Nous nous approvisionnons en médicaments au GIE Santé pour tous, grâce à la commission santé. C’est une commande annuelle groupée de tous les dispensaires de l’Eglise Catholique. Mais le système n’est pas encore au point. Le délai entre la commande et l’arrivée des médicaments reste trop long, et il y a souvent des ruptures de stock. Ceci nous oblige a effectuer des commandes chez d’autres fournisseurs, comme Médéor, organisme allemand. Nous sommes conscientes que cela va à rencontre du développement. Nous recevons également des échantillons de médicaments provenant d’organismes français, que nous vendons à des ordonnances provenant d’autres centres de santé, à un prix correspondant à 50 % du prix en pharmacie. Ceci permet un revenu non négligeable pour contrebalancer le petit apport venant des consultations et équilibrer le budget. Malgré cela, le dispensaire n’est pas autonome, ne prenant pas en charge le salaire du personnel. Nous faisons appel à des organismes étrangers pour financer le salaire des aide-soignantes. Celui des infirmières est pris en charge par le Secours Catholique Français.

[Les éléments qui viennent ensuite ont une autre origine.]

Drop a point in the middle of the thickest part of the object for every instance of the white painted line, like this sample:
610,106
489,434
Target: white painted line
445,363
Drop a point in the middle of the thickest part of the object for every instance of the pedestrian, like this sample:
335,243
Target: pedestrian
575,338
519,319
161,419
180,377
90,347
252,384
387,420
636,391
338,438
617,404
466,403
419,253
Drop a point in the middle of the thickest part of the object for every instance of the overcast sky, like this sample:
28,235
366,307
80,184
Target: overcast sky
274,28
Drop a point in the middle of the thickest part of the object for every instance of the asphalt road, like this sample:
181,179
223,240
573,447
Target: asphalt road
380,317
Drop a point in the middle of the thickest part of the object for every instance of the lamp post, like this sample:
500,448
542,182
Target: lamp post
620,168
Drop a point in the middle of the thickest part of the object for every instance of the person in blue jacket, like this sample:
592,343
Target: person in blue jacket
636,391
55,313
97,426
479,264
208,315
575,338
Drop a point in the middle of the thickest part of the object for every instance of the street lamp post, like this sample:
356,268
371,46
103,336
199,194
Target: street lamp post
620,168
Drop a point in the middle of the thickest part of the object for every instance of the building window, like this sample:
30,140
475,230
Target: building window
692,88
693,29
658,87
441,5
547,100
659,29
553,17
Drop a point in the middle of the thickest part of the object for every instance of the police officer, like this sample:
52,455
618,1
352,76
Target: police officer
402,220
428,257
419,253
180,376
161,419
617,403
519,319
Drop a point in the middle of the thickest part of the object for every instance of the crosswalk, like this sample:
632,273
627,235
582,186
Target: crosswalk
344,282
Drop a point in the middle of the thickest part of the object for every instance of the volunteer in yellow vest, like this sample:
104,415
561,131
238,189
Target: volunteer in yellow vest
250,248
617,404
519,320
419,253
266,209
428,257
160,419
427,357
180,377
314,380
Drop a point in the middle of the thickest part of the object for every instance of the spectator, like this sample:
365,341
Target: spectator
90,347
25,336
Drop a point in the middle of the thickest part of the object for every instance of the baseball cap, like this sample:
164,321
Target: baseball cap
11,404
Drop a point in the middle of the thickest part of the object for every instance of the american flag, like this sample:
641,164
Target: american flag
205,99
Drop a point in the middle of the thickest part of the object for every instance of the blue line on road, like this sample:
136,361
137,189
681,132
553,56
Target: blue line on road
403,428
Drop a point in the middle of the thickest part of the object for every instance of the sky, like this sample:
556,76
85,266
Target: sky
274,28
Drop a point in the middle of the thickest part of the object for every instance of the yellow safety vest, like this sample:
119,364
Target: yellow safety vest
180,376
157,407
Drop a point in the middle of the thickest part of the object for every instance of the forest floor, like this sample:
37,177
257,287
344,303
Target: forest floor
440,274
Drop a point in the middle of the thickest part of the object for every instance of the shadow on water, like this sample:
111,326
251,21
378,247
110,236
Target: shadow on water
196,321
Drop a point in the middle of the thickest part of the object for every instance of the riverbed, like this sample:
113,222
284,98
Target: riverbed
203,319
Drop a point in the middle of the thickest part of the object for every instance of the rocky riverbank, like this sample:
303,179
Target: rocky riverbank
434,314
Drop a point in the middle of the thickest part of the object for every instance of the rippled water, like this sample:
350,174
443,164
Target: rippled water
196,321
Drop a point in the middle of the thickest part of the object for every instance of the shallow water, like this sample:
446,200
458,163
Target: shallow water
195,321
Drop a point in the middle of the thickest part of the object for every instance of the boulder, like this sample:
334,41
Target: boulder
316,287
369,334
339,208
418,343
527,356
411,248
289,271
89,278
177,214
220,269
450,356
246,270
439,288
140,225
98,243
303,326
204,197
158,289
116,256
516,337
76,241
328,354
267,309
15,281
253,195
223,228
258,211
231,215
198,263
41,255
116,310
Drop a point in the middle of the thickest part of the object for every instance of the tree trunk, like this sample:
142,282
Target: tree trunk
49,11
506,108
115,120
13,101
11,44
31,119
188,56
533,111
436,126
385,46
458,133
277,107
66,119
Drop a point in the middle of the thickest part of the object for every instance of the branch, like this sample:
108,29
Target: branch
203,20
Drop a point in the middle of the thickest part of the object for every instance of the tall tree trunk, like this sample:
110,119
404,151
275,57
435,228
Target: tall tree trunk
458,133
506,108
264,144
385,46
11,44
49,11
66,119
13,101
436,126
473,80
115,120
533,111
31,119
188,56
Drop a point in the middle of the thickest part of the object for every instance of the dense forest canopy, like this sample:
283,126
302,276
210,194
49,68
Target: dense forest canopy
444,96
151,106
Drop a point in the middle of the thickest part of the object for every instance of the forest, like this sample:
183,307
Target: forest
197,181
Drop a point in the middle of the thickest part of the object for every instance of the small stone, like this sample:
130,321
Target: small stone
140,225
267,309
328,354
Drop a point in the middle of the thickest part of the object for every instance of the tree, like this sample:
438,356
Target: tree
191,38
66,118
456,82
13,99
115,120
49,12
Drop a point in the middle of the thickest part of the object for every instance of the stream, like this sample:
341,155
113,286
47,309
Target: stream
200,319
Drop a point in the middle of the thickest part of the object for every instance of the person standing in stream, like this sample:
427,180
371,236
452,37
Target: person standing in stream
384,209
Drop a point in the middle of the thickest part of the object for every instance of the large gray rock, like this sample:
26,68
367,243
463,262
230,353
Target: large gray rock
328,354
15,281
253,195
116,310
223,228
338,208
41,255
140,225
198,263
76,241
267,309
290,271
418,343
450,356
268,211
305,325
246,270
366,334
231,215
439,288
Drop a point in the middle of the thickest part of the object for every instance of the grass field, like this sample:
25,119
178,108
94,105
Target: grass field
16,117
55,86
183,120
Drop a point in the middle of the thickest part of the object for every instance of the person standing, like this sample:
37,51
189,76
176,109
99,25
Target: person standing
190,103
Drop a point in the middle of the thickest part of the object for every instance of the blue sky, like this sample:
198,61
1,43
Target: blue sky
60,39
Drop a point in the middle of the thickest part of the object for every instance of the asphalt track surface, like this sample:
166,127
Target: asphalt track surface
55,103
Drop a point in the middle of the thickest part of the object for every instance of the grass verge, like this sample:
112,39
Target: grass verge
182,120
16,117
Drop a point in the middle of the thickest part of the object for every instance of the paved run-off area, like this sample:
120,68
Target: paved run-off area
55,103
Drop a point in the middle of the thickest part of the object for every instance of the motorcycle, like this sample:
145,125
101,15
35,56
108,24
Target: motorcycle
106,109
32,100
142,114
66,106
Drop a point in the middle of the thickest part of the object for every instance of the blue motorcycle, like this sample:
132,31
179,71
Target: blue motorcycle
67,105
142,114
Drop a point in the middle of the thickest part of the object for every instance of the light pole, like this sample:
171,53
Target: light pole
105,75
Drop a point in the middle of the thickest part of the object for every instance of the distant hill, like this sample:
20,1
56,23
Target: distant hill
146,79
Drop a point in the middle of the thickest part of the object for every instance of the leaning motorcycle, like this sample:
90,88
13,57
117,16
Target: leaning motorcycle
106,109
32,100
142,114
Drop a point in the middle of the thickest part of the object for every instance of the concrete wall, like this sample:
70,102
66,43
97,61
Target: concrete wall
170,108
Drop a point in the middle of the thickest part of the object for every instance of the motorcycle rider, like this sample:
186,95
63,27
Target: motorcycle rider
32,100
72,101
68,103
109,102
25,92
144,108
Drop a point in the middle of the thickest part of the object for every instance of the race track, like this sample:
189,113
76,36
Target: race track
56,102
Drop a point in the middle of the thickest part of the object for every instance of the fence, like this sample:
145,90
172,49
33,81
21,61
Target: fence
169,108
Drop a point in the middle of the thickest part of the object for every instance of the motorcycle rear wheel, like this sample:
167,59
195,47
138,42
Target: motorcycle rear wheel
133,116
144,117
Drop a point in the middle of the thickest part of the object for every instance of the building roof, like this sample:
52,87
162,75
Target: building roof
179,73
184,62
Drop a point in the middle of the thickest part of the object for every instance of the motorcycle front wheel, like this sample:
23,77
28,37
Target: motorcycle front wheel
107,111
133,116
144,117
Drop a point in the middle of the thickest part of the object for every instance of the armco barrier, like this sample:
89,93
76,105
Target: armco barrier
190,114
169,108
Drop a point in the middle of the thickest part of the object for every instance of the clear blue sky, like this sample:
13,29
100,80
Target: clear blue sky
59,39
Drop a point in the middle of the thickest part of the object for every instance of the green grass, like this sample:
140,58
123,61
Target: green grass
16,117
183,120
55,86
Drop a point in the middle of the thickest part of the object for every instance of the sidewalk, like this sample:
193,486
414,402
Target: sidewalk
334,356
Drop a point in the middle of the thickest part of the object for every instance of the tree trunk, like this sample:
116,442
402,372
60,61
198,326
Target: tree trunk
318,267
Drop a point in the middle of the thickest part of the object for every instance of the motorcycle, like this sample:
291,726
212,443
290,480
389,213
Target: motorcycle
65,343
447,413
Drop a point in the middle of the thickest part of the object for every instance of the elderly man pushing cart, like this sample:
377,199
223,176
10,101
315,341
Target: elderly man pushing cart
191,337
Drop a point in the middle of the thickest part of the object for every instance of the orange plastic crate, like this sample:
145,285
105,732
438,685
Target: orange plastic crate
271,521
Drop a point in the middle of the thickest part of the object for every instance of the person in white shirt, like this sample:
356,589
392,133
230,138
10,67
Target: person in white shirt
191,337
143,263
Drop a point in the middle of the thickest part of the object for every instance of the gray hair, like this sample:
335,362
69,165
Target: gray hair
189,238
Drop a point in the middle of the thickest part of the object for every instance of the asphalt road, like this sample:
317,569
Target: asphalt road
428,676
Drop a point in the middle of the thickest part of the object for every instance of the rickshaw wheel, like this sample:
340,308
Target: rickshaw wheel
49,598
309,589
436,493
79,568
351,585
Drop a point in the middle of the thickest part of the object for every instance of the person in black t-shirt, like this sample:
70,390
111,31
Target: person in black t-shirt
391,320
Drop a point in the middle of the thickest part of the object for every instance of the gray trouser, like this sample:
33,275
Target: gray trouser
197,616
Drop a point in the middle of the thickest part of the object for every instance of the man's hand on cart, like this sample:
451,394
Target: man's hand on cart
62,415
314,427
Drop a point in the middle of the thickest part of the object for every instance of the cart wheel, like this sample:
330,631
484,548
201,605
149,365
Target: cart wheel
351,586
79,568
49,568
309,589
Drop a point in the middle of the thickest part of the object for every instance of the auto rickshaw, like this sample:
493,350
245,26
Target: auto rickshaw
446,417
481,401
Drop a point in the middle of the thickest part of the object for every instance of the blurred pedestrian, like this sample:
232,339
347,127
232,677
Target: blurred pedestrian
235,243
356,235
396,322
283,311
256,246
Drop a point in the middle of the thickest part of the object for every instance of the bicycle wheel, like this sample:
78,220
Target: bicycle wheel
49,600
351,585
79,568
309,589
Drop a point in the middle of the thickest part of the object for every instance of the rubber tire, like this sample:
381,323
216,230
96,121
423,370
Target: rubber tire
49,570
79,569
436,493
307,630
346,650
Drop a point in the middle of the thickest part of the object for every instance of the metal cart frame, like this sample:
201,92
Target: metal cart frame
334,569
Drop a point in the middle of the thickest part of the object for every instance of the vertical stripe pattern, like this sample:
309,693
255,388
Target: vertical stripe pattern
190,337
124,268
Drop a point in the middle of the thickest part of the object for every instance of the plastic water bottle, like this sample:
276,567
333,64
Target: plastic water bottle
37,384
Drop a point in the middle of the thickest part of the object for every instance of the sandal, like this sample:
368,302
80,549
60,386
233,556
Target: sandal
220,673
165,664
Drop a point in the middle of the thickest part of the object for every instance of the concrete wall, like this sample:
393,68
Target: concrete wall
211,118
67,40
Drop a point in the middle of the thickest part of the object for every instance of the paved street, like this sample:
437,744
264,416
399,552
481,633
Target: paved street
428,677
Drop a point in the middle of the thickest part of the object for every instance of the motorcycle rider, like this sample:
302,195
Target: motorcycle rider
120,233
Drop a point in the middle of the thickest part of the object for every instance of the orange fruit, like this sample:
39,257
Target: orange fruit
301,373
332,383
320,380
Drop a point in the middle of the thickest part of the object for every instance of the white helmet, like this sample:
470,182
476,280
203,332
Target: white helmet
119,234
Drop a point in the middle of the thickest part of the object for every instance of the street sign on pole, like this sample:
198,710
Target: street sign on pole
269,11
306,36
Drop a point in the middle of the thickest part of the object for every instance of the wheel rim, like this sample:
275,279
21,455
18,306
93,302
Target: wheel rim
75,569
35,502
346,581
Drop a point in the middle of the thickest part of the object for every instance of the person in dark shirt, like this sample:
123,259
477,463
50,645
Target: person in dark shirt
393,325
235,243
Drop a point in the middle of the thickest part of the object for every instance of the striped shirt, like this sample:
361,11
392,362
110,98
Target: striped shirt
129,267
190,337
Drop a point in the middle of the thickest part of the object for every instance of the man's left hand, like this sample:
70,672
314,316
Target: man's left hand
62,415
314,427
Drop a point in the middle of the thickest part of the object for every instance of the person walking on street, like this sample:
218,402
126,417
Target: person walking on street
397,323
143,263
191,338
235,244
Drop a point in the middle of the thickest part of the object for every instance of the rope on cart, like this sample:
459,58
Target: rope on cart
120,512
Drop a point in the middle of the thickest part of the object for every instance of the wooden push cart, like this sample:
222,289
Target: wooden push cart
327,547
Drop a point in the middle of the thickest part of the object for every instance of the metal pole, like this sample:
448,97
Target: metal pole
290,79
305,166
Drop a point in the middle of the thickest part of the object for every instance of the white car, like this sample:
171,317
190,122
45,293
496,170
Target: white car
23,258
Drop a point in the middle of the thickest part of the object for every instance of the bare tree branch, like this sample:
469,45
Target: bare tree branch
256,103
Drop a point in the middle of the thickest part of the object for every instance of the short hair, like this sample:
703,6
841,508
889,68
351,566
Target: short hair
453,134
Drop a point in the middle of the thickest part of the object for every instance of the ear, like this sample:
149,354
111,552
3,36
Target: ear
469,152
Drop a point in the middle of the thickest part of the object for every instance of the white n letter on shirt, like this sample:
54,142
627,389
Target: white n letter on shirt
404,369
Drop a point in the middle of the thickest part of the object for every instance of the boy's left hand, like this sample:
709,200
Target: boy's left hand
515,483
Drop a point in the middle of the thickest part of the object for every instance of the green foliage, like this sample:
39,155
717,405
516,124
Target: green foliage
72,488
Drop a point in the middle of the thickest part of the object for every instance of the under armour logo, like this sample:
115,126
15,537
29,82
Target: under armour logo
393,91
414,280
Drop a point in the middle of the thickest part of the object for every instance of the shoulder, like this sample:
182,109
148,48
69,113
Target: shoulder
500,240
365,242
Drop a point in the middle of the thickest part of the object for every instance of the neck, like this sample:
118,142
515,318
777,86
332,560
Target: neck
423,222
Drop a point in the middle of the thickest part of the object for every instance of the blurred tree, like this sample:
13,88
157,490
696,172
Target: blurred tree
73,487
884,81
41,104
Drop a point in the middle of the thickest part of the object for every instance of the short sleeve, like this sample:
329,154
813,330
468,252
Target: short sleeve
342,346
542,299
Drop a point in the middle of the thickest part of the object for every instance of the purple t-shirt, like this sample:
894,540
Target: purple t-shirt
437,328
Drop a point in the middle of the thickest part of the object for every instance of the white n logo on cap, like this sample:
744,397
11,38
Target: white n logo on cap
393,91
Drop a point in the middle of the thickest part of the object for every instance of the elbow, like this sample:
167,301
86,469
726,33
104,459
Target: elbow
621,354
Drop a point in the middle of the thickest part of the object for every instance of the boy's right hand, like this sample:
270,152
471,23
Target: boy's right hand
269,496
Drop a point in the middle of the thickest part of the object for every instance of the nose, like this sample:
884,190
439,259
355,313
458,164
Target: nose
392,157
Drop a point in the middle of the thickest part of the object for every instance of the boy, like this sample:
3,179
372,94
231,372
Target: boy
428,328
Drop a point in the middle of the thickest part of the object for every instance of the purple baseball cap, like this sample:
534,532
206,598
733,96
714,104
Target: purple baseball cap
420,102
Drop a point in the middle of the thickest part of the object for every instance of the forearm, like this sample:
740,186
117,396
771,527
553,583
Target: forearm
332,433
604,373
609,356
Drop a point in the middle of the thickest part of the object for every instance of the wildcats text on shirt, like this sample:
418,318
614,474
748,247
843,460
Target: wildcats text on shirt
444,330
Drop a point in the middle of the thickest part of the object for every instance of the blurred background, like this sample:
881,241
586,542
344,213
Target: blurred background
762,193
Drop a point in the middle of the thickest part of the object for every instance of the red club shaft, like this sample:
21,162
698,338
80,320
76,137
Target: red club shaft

En plus de ces activités, nous avons un rôle d’aide sociale : nous orientons les nécessiteux à la Caritas de Gao, nous aidons les indigents pour leur ordonnance et leur frais d’hospitalisation, nous aidons le centre antituberculeux en servant de nombreuses ordonnances… Nous essayons dans la mesure du possible de résoudre leurs problèmes, avec l’aide de la Caritas.

PARTAGER L’ESPOIR

Je suis partie avec l’intention de donner deux ans de ma vie aux plus démunis, partager un peu de leur vie, leurs conditions. Même s’il n’y avait rien de comparable entre ma vie et la leur. Je mangeais à ma faim, je vivais dans du dur, sous un toit lorsqu’il pleuvait, alors qu’ils n’avaient parfois même pas de natte pour s’étendre et pas de quoi faire un repas quotidien. J’ai voulu partager mon savoir, tout en apprenant beaucoup d’eux, découvrir un pays, un peuple et ses coutumes… J’espère avoir apporté un peu de soulagement, d’espoir et de réconfort auprès de ceux qui souffrent.